Policy Primer - The Limits of Thresholds
AUTHORS
Cohere For AI team
ABSTRACT
Prominent AI governance frameworks around the world have specified thresholds based on the amount of computing power used to train an AI model, measured in floating-point operations (FLOPs). Models that exceed these thresholds are assumed to pose a level of risk that requires additional reporting and scrutiny. However, the appropriateness of these approaches is under debate among scientific communities, in response to growing evidence that increased training compute does not necessarily equate to increased risk. This is due to several factors: (1) Model capabilities and performance are affected by factors beyond just training compute, including data quality, downstream model optimization techniques, and algorithmic architectures. (2) The risks associated with AI models are affected by factors that are not accounted for in training compute measures, such as characteristics of the datasets used in model training, deployment context, and safety optimization. Further complexities add to the limitations of compute-based thresholds, including technical uncertainties about how FLOPs should be calculated, and the fact that current training compute thresholds are not likely to be met by any existing models, meaning that immediate and near-term risks may be overlooked.
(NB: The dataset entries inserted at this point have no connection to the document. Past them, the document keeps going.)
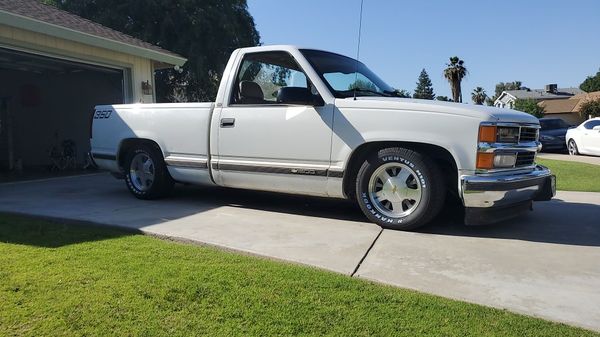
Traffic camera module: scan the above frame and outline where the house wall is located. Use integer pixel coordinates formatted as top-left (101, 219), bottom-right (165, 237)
top-left (0, 70), bottom-right (122, 168)
top-left (0, 24), bottom-right (155, 103)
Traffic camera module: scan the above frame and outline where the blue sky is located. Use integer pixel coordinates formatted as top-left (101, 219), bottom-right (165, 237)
top-left (248, 0), bottom-right (600, 101)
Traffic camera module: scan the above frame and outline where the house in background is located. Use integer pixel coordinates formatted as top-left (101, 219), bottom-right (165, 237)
top-left (0, 0), bottom-right (186, 175)
top-left (538, 91), bottom-right (600, 125)
top-left (494, 84), bottom-right (583, 109)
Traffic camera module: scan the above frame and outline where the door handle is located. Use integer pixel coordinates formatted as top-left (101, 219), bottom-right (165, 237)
top-left (221, 118), bottom-right (235, 128)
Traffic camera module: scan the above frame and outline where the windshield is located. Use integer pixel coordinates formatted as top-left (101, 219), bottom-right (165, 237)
top-left (301, 49), bottom-right (398, 98)
top-left (540, 119), bottom-right (570, 130)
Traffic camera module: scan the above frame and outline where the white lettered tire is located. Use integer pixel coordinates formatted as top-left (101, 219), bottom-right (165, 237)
top-left (356, 147), bottom-right (446, 230)
top-left (124, 144), bottom-right (174, 200)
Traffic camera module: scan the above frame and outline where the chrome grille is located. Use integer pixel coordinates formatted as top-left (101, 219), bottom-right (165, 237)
top-left (515, 151), bottom-right (535, 167)
top-left (519, 127), bottom-right (538, 142)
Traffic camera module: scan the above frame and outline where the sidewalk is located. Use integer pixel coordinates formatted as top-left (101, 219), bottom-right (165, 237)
top-left (537, 153), bottom-right (600, 165)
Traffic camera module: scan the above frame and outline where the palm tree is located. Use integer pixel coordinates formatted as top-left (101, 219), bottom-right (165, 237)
top-left (471, 87), bottom-right (487, 105)
top-left (444, 56), bottom-right (467, 103)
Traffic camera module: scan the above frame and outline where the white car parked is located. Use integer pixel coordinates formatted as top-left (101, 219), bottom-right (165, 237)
top-left (565, 117), bottom-right (600, 156)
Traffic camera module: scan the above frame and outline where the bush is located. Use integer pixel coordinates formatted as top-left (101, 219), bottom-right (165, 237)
top-left (579, 99), bottom-right (600, 119)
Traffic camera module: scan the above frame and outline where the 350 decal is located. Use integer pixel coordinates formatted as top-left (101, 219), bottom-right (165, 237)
top-left (94, 110), bottom-right (112, 119)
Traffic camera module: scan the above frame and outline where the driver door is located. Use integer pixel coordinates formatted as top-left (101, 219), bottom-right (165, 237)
top-left (213, 51), bottom-right (333, 196)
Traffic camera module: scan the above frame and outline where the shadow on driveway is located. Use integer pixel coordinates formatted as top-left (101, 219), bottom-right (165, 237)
top-left (0, 215), bottom-right (133, 248)
top-left (421, 199), bottom-right (600, 246)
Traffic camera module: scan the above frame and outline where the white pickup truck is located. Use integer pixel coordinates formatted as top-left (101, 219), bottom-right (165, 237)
top-left (91, 46), bottom-right (555, 230)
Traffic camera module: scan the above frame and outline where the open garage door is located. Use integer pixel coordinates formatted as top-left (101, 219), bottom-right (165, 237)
top-left (0, 48), bottom-right (127, 178)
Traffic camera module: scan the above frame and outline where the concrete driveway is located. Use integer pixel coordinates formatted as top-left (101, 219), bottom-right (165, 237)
top-left (0, 174), bottom-right (600, 331)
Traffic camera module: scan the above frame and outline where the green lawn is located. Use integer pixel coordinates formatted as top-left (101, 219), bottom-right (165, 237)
top-left (0, 215), bottom-right (599, 337)
top-left (536, 158), bottom-right (600, 192)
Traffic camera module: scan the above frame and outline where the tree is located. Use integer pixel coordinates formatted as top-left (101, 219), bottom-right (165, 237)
top-left (513, 99), bottom-right (544, 118)
top-left (486, 81), bottom-right (526, 105)
top-left (45, 0), bottom-right (260, 102)
top-left (471, 87), bottom-right (487, 105)
top-left (413, 69), bottom-right (435, 99)
top-left (579, 70), bottom-right (600, 92)
top-left (579, 99), bottom-right (600, 119)
top-left (444, 56), bottom-right (467, 103)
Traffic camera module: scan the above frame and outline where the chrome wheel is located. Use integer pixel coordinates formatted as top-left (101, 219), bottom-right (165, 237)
top-left (569, 140), bottom-right (578, 156)
top-left (129, 153), bottom-right (155, 192)
top-left (369, 162), bottom-right (422, 218)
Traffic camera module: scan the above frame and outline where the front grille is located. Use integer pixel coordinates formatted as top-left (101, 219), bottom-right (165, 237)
top-left (515, 151), bottom-right (535, 167)
top-left (519, 127), bottom-right (538, 142)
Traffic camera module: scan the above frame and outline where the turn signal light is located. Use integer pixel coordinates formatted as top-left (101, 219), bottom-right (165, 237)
top-left (477, 152), bottom-right (494, 170)
top-left (479, 125), bottom-right (497, 143)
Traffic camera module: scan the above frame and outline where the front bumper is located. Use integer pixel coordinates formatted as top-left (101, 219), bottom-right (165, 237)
top-left (460, 165), bottom-right (556, 225)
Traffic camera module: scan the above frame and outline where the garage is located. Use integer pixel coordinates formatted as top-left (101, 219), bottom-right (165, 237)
top-left (0, 48), bottom-right (125, 172)
top-left (0, 0), bottom-right (186, 178)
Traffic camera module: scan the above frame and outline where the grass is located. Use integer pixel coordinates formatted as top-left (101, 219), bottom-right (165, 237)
top-left (0, 215), bottom-right (599, 337)
top-left (536, 158), bottom-right (600, 192)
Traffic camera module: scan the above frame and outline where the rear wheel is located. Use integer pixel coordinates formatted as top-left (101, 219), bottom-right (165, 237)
top-left (569, 139), bottom-right (579, 156)
top-left (356, 148), bottom-right (446, 230)
top-left (125, 144), bottom-right (174, 200)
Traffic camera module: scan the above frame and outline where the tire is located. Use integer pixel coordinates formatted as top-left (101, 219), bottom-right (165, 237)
top-left (125, 144), bottom-right (174, 200)
top-left (356, 147), bottom-right (446, 230)
top-left (568, 139), bottom-right (579, 156)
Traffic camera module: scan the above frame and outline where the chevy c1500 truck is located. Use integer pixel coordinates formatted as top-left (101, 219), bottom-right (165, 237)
top-left (91, 46), bottom-right (555, 230)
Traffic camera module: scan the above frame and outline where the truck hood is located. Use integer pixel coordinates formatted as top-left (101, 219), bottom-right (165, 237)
top-left (335, 97), bottom-right (539, 124)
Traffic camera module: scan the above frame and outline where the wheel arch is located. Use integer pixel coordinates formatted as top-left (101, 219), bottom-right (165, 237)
top-left (117, 138), bottom-right (164, 172)
top-left (342, 141), bottom-right (458, 200)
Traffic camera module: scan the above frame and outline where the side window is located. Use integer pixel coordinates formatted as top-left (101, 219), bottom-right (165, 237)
top-left (231, 51), bottom-right (309, 104)
top-left (583, 121), bottom-right (600, 130)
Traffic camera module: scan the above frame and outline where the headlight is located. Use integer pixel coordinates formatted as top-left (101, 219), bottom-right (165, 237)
top-left (497, 126), bottom-right (520, 143)
top-left (479, 125), bottom-right (520, 144)
top-left (494, 153), bottom-right (517, 168)
top-left (477, 152), bottom-right (517, 170)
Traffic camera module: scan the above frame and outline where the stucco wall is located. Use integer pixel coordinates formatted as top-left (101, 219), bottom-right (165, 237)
top-left (0, 24), bottom-right (155, 103)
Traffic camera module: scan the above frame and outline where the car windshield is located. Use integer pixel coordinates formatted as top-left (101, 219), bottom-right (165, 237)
top-left (540, 119), bottom-right (570, 130)
top-left (301, 49), bottom-right (398, 98)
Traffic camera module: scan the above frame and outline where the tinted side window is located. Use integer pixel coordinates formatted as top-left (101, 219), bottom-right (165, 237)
top-left (231, 51), bottom-right (308, 104)
top-left (583, 121), bottom-right (600, 130)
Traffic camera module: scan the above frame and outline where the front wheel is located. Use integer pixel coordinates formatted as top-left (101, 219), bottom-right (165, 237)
top-left (569, 139), bottom-right (579, 156)
top-left (125, 144), bottom-right (174, 200)
top-left (356, 148), bottom-right (446, 230)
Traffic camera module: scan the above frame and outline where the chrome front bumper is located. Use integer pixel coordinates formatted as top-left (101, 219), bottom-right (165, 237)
top-left (460, 165), bottom-right (556, 224)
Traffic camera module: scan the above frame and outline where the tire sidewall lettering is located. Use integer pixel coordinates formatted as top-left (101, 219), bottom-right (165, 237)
top-left (359, 155), bottom-right (428, 224)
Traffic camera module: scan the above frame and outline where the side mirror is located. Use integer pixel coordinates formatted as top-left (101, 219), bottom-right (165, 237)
top-left (277, 87), bottom-right (325, 106)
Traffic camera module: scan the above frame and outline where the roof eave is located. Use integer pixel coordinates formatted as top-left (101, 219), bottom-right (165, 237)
top-left (0, 10), bottom-right (187, 66)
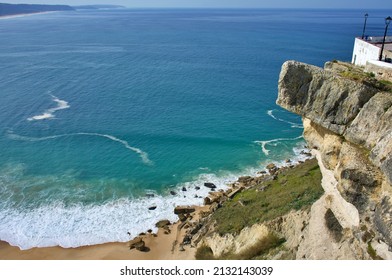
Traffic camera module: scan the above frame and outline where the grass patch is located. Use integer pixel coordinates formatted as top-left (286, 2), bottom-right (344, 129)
top-left (212, 159), bottom-right (324, 236)
top-left (334, 62), bottom-right (392, 92)
top-left (195, 245), bottom-right (215, 260)
top-left (195, 233), bottom-right (286, 260)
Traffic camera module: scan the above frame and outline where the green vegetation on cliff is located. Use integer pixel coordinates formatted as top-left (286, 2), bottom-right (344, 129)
top-left (212, 159), bottom-right (323, 235)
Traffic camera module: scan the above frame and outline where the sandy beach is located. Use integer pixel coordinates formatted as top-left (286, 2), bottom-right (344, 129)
top-left (0, 223), bottom-right (196, 260)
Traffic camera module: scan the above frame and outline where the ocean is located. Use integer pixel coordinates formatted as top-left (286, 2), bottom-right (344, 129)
top-left (0, 9), bottom-right (389, 249)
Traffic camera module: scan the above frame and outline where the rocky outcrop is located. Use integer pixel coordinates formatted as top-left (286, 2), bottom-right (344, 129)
top-left (277, 61), bottom-right (392, 259)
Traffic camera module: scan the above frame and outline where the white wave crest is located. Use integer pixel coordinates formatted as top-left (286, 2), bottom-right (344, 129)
top-left (267, 110), bottom-right (304, 128)
top-left (0, 142), bottom-right (312, 249)
top-left (254, 135), bottom-right (303, 156)
top-left (7, 131), bottom-right (153, 165)
top-left (27, 95), bottom-right (71, 121)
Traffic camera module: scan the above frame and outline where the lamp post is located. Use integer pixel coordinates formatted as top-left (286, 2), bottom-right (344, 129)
top-left (362, 13), bottom-right (369, 40)
top-left (378, 17), bottom-right (392, 61)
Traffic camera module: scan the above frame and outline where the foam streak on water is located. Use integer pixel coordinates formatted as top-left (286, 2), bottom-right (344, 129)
top-left (7, 131), bottom-right (153, 165)
top-left (27, 95), bottom-right (70, 121)
top-left (0, 144), bottom-right (307, 250)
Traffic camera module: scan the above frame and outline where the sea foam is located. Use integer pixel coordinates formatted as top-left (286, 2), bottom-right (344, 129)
top-left (0, 143), bottom-right (307, 250)
top-left (7, 130), bottom-right (153, 165)
top-left (27, 95), bottom-right (70, 121)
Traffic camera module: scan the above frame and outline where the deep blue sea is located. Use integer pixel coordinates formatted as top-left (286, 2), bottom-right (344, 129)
top-left (0, 9), bottom-right (389, 249)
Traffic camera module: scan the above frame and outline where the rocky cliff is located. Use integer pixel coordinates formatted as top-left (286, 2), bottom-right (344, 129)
top-left (184, 61), bottom-right (392, 260)
top-left (277, 61), bottom-right (392, 259)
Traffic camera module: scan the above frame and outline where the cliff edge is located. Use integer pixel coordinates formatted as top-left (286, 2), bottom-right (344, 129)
top-left (277, 61), bottom-right (392, 259)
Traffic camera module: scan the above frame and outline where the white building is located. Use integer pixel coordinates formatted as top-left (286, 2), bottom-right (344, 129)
top-left (351, 36), bottom-right (392, 66)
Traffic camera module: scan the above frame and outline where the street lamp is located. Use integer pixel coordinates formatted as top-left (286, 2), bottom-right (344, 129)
top-left (378, 17), bottom-right (392, 61)
top-left (362, 13), bottom-right (369, 40)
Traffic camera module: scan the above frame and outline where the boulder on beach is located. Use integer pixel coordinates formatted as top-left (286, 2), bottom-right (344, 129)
top-left (155, 220), bottom-right (171, 228)
top-left (129, 237), bottom-right (146, 251)
top-left (174, 206), bottom-right (196, 215)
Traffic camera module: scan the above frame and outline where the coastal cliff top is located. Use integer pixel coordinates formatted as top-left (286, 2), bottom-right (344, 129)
top-left (277, 61), bottom-right (392, 185)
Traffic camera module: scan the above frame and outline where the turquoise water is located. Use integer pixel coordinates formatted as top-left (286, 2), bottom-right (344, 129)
top-left (0, 10), bottom-right (384, 249)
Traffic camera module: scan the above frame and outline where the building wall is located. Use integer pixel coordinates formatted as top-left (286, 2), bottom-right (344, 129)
top-left (351, 38), bottom-right (380, 66)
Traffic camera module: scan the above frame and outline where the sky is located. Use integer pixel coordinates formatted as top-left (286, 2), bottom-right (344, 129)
top-left (0, 0), bottom-right (392, 10)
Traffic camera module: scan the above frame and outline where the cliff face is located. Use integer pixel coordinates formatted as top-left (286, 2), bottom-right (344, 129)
top-left (277, 61), bottom-right (392, 259)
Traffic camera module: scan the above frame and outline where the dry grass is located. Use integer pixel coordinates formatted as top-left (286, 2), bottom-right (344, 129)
top-left (212, 159), bottom-right (323, 236)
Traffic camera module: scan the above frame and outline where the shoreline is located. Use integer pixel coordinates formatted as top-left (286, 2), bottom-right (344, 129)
top-left (0, 148), bottom-right (312, 260)
top-left (0, 11), bottom-right (57, 20)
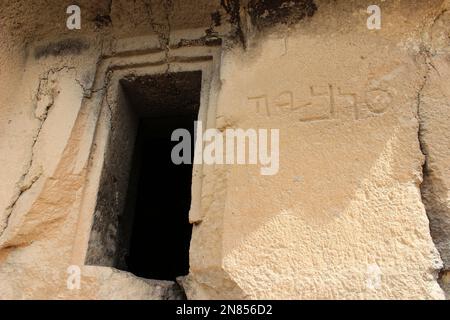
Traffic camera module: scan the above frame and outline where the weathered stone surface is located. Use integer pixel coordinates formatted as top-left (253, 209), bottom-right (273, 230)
top-left (0, 0), bottom-right (450, 299)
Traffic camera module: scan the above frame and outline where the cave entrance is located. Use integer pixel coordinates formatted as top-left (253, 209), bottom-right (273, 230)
top-left (86, 71), bottom-right (202, 280)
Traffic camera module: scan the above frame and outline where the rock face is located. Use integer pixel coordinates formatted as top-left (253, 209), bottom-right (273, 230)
top-left (0, 0), bottom-right (450, 299)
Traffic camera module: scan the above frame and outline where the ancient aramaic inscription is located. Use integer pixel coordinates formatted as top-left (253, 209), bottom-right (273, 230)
top-left (248, 84), bottom-right (392, 122)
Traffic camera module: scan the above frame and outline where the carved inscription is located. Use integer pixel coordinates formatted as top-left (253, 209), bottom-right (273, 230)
top-left (248, 84), bottom-right (392, 122)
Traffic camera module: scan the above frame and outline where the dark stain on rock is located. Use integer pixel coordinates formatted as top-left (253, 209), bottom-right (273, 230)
top-left (248, 0), bottom-right (317, 30)
top-left (220, 0), bottom-right (245, 48)
top-left (34, 39), bottom-right (89, 59)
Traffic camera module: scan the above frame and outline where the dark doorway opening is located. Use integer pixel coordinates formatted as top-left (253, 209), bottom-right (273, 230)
top-left (86, 71), bottom-right (201, 280)
top-left (126, 115), bottom-right (196, 280)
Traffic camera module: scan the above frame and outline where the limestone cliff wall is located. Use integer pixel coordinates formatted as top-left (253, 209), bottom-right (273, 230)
top-left (0, 0), bottom-right (450, 299)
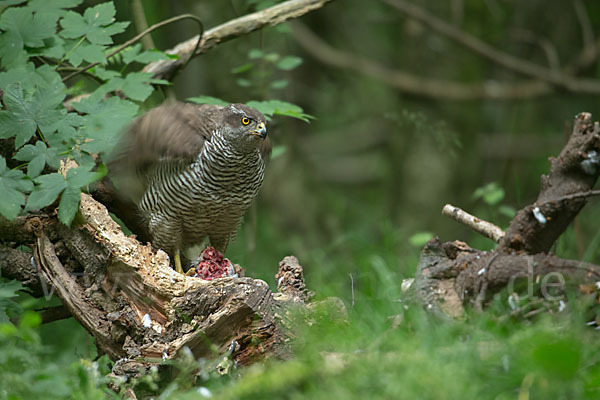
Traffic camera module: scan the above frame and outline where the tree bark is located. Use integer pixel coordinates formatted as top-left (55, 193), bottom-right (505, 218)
top-left (23, 194), bottom-right (330, 366)
top-left (415, 113), bottom-right (600, 317)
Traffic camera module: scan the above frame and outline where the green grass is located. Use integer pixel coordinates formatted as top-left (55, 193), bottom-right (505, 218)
top-left (0, 219), bottom-right (600, 400)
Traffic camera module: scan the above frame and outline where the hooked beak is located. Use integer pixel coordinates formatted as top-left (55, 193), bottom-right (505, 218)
top-left (252, 122), bottom-right (267, 139)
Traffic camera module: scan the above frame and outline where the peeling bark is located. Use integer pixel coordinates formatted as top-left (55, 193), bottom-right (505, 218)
top-left (17, 194), bottom-right (328, 369)
top-left (415, 113), bottom-right (600, 317)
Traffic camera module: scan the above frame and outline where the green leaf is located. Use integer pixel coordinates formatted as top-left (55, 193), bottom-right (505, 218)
top-left (73, 95), bottom-right (138, 153)
top-left (498, 204), bottom-right (517, 219)
top-left (187, 96), bottom-right (229, 106)
top-left (235, 78), bottom-right (252, 87)
top-left (0, 84), bottom-right (62, 148)
top-left (101, 72), bottom-right (154, 101)
top-left (60, 2), bottom-right (129, 44)
top-left (248, 49), bottom-right (265, 60)
top-left (532, 335), bottom-right (583, 379)
top-left (27, 0), bottom-right (83, 13)
top-left (231, 63), bottom-right (254, 74)
top-left (263, 53), bottom-right (279, 63)
top-left (0, 7), bottom-right (58, 57)
top-left (269, 79), bottom-right (289, 89)
top-left (66, 41), bottom-right (107, 67)
top-left (14, 141), bottom-right (60, 178)
top-left (26, 172), bottom-right (67, 211)
top-left (0, 63), bottom-right (66, 108)
top-left (58, 185), bottom-right (81, 226)
top-left (19, 311), bottom-right (42, 329)
top-left (120, 43), bottom-right (169, 64)
top-left (121, 72), bottom-right (154, 101)
top-left (67, 165), bottom-right (102, 189)
top-left (408, 232), bottom-right (434, 247)
top-left (271, 146), bottom-right (287, 160)
top-left (0, 156), bottom-right (33, 220)
top-left (91, 66), bottom-right (121, 81)
top-left (0, 281), bottom-right (25, 300)
top-left (277, 56), bottom-right (302, 71)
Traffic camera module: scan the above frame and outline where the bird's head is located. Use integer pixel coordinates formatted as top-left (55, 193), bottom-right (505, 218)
top-left (222, 104), bottom-right (267, 148)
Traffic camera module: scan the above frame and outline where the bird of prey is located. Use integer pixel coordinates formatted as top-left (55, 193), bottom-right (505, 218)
top-left (112, 103), bottom-right (271, 273)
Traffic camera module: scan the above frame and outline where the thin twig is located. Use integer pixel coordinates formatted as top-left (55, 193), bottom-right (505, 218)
top-left (350, 273), bottom-right (354, 310)
top-left (442, 204), bottom-right (504, 243)
top-left (62, 14), bottom-right (204, 82)
top-left (546, 190), bottom-right (600, 203)
top-left (475, 253), bottom-right (498, 312)
top-left (143, 0), bottom-right (333, 78)
top-left (129, 0), bottom-right (156, 50)
top-left (573, 0), bottom-right (594, 52)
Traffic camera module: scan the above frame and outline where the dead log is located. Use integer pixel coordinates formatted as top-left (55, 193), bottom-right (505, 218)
top-left (414, 113), bottom-right (600, 317)
top-left (15, 194), bottom-right (332, 376)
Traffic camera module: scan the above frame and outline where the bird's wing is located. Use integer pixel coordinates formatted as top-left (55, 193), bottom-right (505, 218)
top-left (108, 103), bottom-right (222, 202)
top-left (111, 103), bottom-right (221, 169)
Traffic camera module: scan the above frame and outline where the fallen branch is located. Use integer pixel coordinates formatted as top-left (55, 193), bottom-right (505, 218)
top-left (442, 204), bottom-right (504, 243)
top-left (414, 113), bottom-right (600, 317)
top-left (414, 238), bottom-right (600, 318)
top-left (500, 113), bottom-right (600, 254)
top-left (21, 194), bottom-right (343, 376)
top-left (143, 0), bottom-right (333, 78)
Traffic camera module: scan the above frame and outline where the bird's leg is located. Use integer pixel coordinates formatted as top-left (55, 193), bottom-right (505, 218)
top-left (174, 248), bottom-right (183, 274)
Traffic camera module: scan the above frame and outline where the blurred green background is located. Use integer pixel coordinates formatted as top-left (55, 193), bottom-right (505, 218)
top-left (0, 0), bottom-right (600, 399)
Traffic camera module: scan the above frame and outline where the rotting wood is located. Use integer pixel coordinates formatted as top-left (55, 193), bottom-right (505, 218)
top-left (414, 113), bottom-right (600, 318)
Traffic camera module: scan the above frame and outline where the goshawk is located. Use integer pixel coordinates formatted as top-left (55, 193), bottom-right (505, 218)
top-left (114, 103), bottom-right (271, 272)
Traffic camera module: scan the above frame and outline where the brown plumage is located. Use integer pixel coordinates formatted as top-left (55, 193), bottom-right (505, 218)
top-left (112, 103), bottom-right (271, 274)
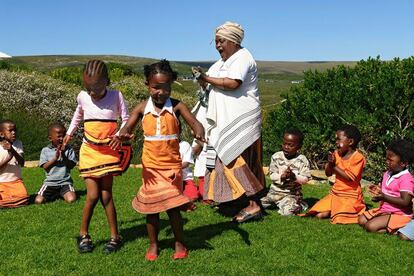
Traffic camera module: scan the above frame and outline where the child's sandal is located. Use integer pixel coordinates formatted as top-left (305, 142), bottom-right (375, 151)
top-left (77, 234), bottom-right (93, 253)
top-left (103, 237), bottom-right (122, 254)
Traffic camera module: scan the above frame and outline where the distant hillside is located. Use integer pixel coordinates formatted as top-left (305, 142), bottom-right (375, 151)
top-left (7, 55), bottom-right (191, 75)
top-left (176, 60), bottom-right (357, 75)
top-left (8, 55), bottom-right (356, 75)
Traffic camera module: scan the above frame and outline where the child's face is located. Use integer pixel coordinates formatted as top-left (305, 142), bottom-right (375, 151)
top-left (282, 133), bottom-right (300, 158)
top-left (83, 74), bottom-right (108, 100)
top-left (385, 150), bottom-right (407, 172)
top-left (147, 73), bottom-right (171, 105)
top-left (0, 123), bottom-right (17, 142)
top-left (336, 130), bottom-right (354, 153)
top-left (49, 127), bottom-right (66, 148)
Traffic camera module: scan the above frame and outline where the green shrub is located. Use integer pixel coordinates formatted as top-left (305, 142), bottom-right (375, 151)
top-left (263, 57), bottom-right (414, 180)
top-left (0, 111), bottom-right (51, 160)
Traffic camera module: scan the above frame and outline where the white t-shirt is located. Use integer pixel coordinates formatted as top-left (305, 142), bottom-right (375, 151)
top-left (192, 142), bottom-right (207, 177)
top-left (180, 141), bottom-right (194, 180)
top-left (0, 140), bottom-right (23, 182)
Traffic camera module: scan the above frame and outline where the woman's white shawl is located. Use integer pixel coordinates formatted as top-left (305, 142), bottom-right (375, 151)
top-left (206, 48), bottom-right (262, 165)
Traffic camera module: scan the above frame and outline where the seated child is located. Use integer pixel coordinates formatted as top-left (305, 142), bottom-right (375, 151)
top-left (398, 220), bottom-right (414, 241)
top-left (180, 140), bottom-right (198, 201)
top-left (35, 123), bottom-right (76, 204)
top-left (261, 129), bottom-right (311, 216)
top-left (0, 120), bottom-right (29, 208)
top-left (358, 139), bottom-right (414, 234)
top-left (305, 125), bottom-right (365, 224)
The limitations of compute-based thresholds may have the following consequences that hinder the ultimate goal of managing AI risk (in no particular order, and not an exhaustive list): Incentives could be created for model developers to game compute thresholds rather than meaningfully address risks; Regulatory scrutiny could be applied disproportionately to models over the threshold that may not actually pose greater risk than models under the threshold; Resources and capacity of those working on AI safety could be diverted away from near-term, real-world risks. To address these limitations, policymakers could consider: adopting alternative or complementary approaches to assessing which AI models should face greater scrutiny, developing dynamic rather than static thresholds, and more clearly defining approaches to calculating and measuring FLOPs. This policy primer provides an overview of evidence about the limitations of compute-based thresholds, to support policymakers implementing risk-based governance of AI models. The primer references technical concepts that are explored in deeper detail in an essay by the Head of Cohere For AI, Sara Hooker.